Wow, was I wrong. From the very first day of orientation, I was pushed out of my comfort zone in almost every way to gain a deeper understanding of myself, my community, and the city of Baltimore, and how all three interact through the lens of my identities, privileges, and goals. Through conversations with guest speakers, peer mentors, and the cohort, I began to unpack my reasons for applying to CIIP: why I feel so strongly about living in Baltimore, the systems that created and maintain the “Hopkins Bubble”, and the resilience and strength of Baltimore communities experiencing disinvestment and racism.
Jessa Wais’ talk about the complex relationship between Hopkins and Baltimore was especially transformative for me and helped me gain perspective on the work that I have been and will be doing throughout this summer and beyond. I was drawn to Baltimore because of Hopkins and the opportunities it allows me as a student-athlete, a scholar of public health, a researcher, and an independent daughter seeking a new environment. However, Jessa eloquently pointed out that the opportunities that I have the privilege to enjoy as a white, upper-middle class, cisgender woman have come at the expense of the reasons I want to stay in Baltimore: its many neighborhoods, complicated history, small-town feel, and beauty. This realization led to guilt over my own privilege and made me question if I am the “right” person to be serving Baltimore communities.

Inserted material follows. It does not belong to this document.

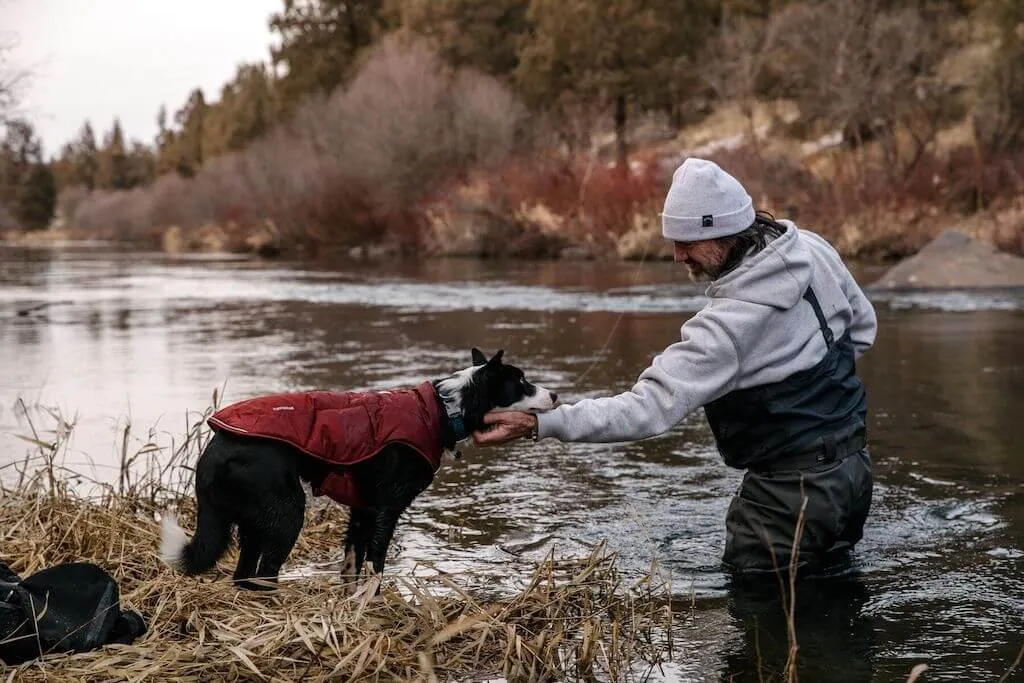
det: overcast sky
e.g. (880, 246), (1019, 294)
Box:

While this guilt has not subsided, the folks from the CSC, Theatre Action Group, CIIP alumni, and Rev Brown were integral in helping me reframe passive feelings of guilt into intentional, thoughtful action this summer. There is no “right” person to be embarking on community work. Everyone has some type of privilege over others, some advantage– that is what makes us unique. The trick is to not let that privilege freeze us into inaction out of a fear of not belonging or making a mistake. We must leverage our privilege and our strengths to question our motivations, our position in our communities, and ultimately enact systematic change.